During the debate over whether North Carolina should add an anti-same-sex marriage amendment to its state constitution, there have been many articles in the News & Observer, many letters to the editor, many opinion pieces. I found two fascinating stories that provide some historical context in which to view the debate.
The first article ran April 19 and was by Patrick O’Neil, an assistant professor of history at Methodist University in Fayetteville.
In response to claims that the definition of marriage should not be changed because it has been the foundation of society throughout history, Professor O’Neil demonstrates that indeed North Carolina itself has made fundamental changes to marital tradition, including that of coverture. In 1868, North Carolina passed the Married Women’s Property Act, allowing women to retain ownership of property they brought to marriage.
It’s an interesting history and O’Neil takes no position on the current debate. He simply points out that our ancestors did not consider marriage a sacred cow.
The second article ran May 5 and was by Gene Nichol, the Boyd Tinsley distinguished professor at UNC’s Law School.
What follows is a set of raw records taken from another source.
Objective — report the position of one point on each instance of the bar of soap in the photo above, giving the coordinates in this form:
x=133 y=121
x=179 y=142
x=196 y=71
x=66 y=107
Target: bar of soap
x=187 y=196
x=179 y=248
Nichol describes how almost all constitutional alterations (Prohibition was an exception) fall into three categories:
- they outline foundational liberties,
- they restructure government powers and processes, or
- they extend rights of membership and participation to new frontiers.
North Carolina’s Amendment One on the May 8 ballot does none of these things.
This isn’t the first time North Carolina has used the state’s guiding document as a way to enshrine discrimination.
In 1875, North Carolina altered its charter to declare that “all marriages between a white person and a Negro or between a white person and a person of Negro descent to the third generation inclusive are, hereby, forever prohibited.”
Both articles are well worth the read.
On May 8, let’s hope we end up on the right side of history.